Football. It’s a matter of life and death, or so said the late great Bill Shankly, one Scot that could actually successfully manage a football club. In the past couple of weeks, we have had to endure all kinds of different emotions in the pursuit of watching our favourite team – anger, distress, frustration to name but three – but whatever the emotion, you can be us Villans will probably have been there.

The $64,000 question is why and how did we get here supporting this beloved club of ours? After all, it is pastime that brings both grief and joy, sometimes in uneven measure.

We, at Aston Villa Life, both agree and disagree at times, and our opinions differ to varying degrees, but one thing we all have in common is that this is the club we love, the club we would eat our young for if it guaranteed three points. Well I would anyway.

How It All Began For Me

Given I’m asking the questions on how we all got to be Villans, I should really go first and explain how I came to have claret and blue blood coursing through my veins, and why I have spent tens of thousands of pounds following the Villa across England and Europe; from the Premier to the third division, from Arsenal to Hartlepool, from Chesterfield to Rotterdam.

I was born in 1957 in Balsall Heath, an area of Birmingham. The locals will know of its reputation, but for those that don’t, it’s a lovely place, well when you consider it was twinned with Helmand Province. I’ll let you research which you think is the more hospitable.

Given the year of my birth, that’s probably a sly clue regarding who I would support, but I moved to Bordesley Green aged about five to within a stones throw of St. Andrews. You should know him – he’s the patron saint of relegation after all. Anyway, I’ll do my best to wipe the memories of the stench from that old shed as I continue.

Trust me, I practised every night, me and my two brothers all decided to follow the Villa, and we have all been doing so with differing enthusiasms. My passion, as you have probably witnessed, is still as strong as when I went to my first game.

The Best I’ve Seen

I’ll list my favourite players in no particular order; Paul McGrath, Brian Little, Sid Cowans, Alex Cropley, and Martin Laursen to name but a few. Through the years, we would go home and away for seasons on end, never missing a game. For us, work was a means to get us to Saturday and pay to watch our idols above anything else. The term “fan” comes from fanatic, and you can guarantee we were nothing less than that.

If you want further effort, just ask Steamer – he’s known me for 40 years, and he’ll tell you I’ve sweat blood and tears to follow this club, and this is ultimately why I expect hard work and effort from the team. If I can do it to pay to watch the team, they damn well should do their best to earn the money I, and all of my fellow friends and family, have ploughed into that club for years on end.

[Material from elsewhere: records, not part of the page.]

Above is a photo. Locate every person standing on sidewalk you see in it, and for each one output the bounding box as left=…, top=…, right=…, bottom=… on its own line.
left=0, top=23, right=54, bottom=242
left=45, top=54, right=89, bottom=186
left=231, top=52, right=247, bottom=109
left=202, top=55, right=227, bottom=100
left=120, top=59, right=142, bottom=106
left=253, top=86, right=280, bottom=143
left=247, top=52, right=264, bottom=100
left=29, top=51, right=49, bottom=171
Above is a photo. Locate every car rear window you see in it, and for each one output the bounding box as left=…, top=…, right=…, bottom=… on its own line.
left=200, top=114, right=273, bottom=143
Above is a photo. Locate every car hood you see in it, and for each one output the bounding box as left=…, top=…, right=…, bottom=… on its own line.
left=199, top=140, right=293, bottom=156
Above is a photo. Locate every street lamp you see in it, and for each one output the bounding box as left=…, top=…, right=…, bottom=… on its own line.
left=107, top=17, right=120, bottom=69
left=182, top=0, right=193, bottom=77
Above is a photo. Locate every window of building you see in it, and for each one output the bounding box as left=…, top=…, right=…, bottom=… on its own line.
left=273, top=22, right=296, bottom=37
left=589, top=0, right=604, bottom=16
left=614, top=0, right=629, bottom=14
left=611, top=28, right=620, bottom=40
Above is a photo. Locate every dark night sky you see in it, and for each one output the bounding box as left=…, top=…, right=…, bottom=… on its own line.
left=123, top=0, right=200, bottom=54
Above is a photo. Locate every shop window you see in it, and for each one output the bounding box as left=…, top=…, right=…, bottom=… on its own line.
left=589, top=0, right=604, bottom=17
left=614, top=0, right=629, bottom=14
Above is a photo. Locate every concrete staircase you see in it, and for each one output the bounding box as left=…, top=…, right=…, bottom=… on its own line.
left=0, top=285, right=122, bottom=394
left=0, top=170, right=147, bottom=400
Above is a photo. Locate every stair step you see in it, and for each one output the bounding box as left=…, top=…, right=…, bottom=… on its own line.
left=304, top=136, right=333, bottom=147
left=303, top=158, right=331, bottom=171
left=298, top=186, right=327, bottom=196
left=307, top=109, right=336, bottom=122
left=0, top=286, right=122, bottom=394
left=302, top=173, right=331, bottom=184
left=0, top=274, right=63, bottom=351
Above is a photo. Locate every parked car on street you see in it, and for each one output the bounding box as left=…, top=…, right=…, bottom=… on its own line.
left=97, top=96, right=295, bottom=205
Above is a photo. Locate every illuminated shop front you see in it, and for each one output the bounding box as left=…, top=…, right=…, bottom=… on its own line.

Anyway, every week, we would travel with the same group of lads, and we still keep in touch whenever possible. After all, they were our extended family, and this is why being part of the Villa community is so important to us, and why we so passionately defend our pride when it’s threatened by weak efforts from the team.

This game, this club, and the supporting of the club can easily take over your life, and it did for me. Years ago it was easier to embrace your teams heroes because there was less money about – it wouldn’t be an alien concept to bump into a player and they would be happy to chat you to like you were an equal, even though we worshipped them.

Nowadays, it’s difficult for those of us who grew up back then to connect with the game as it is today, what with its players who are cossetted away and paid millions to do the same job that some of our heroes did for the same type of money as we earned in the factories and offices of England. Some might call it progress, but I think even the most fervent supporter of the modern era knows the world has gone mad when it comes to football.

Anyway, this is how I got to become a Villan, so now I’d like to hear your stories, and what made you come to worship at Villa Park. I would love to hear everyone’s stories, but I must say I am particularly interested in how some of our lads over the pond got involved when they could have been watching the Houston Howlers, as well as everyone else who didn’t grow up with the ground on their doorstep.